Fortunately, the glazing panel popped out of the frame, and no damage is done to the window frame or the rest of the MH.

Unfortunately, the glazing panel broke when it hit the road. I've popped it back in, but I really need a replacement.

Anyone in the business of supplying these things, or know where I might get one? Part number is AGS50700X0400. I also need the right hand handle part (brown). I've been quoted £185 (inc vat & p&p) from www.LeisureSpares.co.uk, but i think this is a bit steep considering a complete window including frame and blinds and everything is around £250.

Alternatively, Anyone know of a motorhome breakers yard i might get one from?

Phill.


----------



## Mrplodd (Mar 4, 2008)

Phil

A relative of mine cracked one of my windows (small kitchen one) and the quotes I have received confirm the sort of prices you have been quoted !!! Insanely expensive but it would appear the nice people at Seitz have a total stranglehold on the market and can charge whatever they like !! (and its a LOT  )
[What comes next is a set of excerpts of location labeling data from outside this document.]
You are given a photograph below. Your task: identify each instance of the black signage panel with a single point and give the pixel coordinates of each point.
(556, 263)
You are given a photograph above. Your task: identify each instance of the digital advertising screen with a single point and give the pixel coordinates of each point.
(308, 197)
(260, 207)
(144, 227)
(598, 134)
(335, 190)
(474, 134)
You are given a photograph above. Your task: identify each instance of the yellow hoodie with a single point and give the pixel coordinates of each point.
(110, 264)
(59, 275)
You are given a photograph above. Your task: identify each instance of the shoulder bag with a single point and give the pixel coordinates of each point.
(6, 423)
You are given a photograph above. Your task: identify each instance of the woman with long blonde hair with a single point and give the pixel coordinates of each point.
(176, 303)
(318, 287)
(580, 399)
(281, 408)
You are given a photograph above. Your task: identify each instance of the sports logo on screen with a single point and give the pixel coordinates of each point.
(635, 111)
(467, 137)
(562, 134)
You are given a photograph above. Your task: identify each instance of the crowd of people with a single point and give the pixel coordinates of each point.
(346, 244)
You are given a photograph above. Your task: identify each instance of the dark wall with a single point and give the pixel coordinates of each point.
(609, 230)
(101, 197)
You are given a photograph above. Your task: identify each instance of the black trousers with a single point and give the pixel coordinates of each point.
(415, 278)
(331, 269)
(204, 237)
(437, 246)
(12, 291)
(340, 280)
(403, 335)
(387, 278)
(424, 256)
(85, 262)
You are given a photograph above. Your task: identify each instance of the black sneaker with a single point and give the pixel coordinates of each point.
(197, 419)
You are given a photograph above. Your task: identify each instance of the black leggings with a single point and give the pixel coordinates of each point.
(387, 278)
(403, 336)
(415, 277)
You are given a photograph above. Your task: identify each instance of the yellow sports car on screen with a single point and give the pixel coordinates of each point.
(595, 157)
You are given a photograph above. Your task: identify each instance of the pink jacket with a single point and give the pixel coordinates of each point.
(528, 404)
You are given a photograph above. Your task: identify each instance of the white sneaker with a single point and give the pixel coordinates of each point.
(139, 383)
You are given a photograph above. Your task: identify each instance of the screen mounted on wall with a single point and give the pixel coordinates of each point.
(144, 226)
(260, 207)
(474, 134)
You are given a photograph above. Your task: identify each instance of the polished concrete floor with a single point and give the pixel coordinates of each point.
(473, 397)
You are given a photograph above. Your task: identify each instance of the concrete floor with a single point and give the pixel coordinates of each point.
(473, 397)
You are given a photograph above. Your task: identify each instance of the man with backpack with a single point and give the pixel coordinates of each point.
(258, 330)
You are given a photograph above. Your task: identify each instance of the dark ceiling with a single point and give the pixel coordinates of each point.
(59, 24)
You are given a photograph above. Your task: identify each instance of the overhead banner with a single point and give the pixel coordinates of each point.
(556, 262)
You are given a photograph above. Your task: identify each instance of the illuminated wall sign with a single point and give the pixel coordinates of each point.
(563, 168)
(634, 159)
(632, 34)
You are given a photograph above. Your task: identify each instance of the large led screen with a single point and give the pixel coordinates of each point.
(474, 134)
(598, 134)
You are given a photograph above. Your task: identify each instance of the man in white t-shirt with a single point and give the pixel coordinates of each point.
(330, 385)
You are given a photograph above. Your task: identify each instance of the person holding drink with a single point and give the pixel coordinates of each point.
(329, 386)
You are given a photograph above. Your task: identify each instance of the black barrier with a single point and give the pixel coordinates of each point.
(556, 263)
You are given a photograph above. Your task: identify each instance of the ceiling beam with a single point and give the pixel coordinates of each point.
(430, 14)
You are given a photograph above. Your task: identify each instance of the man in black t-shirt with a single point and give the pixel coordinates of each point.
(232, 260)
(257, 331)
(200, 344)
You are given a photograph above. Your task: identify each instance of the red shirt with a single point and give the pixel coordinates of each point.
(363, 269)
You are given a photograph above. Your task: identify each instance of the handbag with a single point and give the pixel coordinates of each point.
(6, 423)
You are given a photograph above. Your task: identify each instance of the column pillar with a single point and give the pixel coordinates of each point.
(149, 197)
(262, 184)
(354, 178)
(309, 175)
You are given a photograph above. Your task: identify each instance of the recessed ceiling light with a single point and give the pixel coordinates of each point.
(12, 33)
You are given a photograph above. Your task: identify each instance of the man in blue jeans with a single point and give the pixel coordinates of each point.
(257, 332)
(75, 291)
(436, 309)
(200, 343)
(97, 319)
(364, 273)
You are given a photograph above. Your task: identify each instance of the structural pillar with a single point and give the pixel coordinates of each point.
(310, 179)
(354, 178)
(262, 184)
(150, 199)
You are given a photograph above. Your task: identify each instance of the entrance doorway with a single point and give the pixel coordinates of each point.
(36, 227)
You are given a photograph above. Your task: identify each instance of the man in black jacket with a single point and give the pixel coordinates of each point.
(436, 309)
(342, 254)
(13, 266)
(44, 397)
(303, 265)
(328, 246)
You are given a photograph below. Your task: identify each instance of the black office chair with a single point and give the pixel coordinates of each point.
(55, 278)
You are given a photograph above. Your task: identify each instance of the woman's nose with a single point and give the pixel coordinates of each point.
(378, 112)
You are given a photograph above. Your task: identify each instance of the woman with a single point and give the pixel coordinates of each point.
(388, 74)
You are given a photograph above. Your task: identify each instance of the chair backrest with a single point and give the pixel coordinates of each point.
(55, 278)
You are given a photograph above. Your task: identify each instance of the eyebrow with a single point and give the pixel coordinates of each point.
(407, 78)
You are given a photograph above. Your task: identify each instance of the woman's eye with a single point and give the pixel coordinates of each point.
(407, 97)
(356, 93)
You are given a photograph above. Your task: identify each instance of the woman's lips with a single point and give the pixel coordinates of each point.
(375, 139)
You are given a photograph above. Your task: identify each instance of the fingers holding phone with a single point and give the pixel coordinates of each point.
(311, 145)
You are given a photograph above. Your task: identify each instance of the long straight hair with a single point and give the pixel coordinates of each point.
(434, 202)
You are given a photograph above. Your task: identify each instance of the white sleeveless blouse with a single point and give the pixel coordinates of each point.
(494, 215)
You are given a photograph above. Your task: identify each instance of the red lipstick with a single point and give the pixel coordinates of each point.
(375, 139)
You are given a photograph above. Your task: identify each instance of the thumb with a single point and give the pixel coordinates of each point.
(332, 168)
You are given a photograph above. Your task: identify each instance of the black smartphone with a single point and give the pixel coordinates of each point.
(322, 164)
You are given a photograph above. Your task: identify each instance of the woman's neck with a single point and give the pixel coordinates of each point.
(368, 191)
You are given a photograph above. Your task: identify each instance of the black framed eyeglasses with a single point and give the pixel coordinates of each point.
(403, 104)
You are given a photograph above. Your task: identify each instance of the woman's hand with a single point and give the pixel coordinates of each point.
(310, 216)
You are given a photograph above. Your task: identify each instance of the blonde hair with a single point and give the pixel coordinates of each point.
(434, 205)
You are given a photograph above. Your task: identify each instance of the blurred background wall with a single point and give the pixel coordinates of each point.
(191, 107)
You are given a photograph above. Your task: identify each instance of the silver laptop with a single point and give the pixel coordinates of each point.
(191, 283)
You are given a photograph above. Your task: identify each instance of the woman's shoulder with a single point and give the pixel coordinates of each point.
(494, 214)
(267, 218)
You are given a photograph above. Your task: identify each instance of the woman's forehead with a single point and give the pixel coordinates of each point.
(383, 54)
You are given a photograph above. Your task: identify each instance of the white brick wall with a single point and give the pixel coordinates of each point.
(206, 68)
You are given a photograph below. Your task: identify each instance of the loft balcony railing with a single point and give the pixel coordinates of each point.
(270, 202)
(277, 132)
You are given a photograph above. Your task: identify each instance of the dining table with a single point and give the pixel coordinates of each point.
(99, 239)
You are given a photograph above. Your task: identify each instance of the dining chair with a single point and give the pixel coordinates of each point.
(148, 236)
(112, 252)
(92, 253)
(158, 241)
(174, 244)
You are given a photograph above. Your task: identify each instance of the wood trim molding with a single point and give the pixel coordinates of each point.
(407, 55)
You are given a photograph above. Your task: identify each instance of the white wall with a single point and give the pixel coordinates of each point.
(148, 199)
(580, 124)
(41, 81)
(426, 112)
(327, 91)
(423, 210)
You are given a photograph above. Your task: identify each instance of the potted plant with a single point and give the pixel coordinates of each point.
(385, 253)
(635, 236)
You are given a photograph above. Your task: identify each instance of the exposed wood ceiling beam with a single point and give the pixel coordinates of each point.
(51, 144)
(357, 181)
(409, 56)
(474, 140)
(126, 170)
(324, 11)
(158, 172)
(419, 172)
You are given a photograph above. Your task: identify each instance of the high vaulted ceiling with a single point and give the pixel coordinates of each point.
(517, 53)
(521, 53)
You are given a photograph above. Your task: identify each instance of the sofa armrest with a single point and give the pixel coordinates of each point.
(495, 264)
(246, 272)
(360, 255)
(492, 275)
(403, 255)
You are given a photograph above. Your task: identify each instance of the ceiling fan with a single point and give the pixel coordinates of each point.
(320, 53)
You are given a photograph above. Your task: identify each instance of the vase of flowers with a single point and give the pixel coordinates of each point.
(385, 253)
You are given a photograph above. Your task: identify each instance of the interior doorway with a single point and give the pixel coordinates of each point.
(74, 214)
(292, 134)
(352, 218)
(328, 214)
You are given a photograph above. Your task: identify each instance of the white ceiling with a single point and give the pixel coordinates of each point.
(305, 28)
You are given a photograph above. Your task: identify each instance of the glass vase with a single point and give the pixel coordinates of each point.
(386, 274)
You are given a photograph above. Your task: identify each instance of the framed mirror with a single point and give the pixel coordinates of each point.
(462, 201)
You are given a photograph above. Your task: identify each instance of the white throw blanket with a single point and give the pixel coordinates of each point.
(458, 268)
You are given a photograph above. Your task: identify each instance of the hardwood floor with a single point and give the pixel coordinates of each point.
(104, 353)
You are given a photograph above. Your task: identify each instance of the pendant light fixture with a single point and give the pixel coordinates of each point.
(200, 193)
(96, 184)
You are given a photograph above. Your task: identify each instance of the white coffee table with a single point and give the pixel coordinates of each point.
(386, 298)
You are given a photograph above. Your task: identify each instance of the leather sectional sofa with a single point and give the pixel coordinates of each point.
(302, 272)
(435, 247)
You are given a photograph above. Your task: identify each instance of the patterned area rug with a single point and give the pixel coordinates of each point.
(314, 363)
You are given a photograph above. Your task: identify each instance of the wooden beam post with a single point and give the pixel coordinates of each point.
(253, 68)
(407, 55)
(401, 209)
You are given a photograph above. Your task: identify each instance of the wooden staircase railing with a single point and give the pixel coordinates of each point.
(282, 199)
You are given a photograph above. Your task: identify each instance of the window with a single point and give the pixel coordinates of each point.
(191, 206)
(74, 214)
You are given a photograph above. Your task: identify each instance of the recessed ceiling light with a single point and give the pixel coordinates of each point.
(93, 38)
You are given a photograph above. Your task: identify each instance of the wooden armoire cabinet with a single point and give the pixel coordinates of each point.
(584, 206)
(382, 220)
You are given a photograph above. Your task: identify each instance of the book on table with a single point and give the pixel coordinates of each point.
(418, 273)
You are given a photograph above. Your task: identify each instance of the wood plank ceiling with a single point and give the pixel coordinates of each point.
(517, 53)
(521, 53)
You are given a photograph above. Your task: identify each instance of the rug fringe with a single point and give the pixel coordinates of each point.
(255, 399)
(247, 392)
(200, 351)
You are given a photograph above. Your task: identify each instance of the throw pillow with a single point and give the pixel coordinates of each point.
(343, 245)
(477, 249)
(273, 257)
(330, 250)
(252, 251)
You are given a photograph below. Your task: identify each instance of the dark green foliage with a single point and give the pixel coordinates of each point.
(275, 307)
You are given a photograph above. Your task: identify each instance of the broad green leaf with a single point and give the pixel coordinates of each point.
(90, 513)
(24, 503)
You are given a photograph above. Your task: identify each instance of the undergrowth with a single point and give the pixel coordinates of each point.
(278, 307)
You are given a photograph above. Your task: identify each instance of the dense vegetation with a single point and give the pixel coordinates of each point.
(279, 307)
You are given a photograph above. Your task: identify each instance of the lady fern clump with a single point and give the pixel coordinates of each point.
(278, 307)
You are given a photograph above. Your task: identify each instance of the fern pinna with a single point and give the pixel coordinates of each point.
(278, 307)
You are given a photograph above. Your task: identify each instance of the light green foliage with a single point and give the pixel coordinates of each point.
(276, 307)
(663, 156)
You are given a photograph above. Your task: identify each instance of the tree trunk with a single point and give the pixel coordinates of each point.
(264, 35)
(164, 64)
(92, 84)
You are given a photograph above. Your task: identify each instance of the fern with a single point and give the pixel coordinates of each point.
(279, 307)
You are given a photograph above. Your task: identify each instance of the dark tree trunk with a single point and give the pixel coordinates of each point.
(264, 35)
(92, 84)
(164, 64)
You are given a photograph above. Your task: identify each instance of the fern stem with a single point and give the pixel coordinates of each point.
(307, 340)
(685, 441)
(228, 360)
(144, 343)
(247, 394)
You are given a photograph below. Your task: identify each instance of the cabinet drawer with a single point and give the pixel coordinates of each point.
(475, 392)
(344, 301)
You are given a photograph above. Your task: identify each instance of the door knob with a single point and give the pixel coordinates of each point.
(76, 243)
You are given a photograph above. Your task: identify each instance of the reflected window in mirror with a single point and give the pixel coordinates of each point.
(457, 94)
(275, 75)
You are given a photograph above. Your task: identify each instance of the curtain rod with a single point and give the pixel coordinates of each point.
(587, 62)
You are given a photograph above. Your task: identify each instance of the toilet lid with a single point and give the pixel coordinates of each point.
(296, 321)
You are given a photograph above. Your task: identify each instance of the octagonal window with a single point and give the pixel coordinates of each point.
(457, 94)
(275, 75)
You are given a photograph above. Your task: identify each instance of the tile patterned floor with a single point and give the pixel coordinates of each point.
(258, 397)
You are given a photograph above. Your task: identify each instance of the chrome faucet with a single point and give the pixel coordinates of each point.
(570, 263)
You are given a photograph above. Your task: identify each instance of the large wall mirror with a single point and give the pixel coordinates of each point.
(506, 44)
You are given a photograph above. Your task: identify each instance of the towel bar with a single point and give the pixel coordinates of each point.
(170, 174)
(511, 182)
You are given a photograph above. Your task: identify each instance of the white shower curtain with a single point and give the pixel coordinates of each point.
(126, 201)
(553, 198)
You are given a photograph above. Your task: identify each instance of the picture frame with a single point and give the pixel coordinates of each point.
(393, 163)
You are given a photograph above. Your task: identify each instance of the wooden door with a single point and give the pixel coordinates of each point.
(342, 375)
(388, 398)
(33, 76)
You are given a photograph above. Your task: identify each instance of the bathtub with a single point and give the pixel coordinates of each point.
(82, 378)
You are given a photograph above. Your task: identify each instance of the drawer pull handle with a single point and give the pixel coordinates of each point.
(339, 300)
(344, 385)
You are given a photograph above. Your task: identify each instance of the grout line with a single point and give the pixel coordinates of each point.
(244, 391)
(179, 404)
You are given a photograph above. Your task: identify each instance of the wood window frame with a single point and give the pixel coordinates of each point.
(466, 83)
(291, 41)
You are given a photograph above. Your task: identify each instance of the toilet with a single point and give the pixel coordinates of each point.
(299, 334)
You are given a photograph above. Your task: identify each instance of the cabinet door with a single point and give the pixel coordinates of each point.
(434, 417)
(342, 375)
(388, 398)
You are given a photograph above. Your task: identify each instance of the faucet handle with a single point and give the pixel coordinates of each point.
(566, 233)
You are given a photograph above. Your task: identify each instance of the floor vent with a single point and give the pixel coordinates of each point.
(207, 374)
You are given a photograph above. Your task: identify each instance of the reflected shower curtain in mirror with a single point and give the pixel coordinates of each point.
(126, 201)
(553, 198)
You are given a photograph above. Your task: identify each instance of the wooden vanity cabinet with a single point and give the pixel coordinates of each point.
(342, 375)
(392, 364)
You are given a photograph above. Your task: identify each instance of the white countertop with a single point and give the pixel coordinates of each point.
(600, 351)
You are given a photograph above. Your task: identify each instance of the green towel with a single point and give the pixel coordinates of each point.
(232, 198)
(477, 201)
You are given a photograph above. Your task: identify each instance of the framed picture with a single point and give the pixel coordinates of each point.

An alternative I thought of was to just fit a single flat panel of perspex, of course it wont be double glazed but it will be MUCH cheaper !!

I tried a few breakers and they all said the same thing "its always the opening bit that people want, they go VERY quickly"

there are only a few standard size windows so have alok at caravan breakers as well !! (Good 'ole Google will find you some)


----------



## Ian_n_Suzy (Feb 15, 2009)

I posted this in an earlier thread but in case you miss it (they have New & Used):

http://www.olearymotorhomes.co.uk/ - I have used these before and they were very reasonably priced and reliable with postage.


----------



## Happycampers (Mar 11, 2008)

Hi Phil,
you could also give these a try as well,if you scroll down the categories to "Window Sale" there may be one there that your looking for. it's also agood site for most european motorhome spares inculding the Remis roof lights.
Hope it helps http://www.caravan-parts.org/100360/info.php?p=1&pno=0

Nigel


----------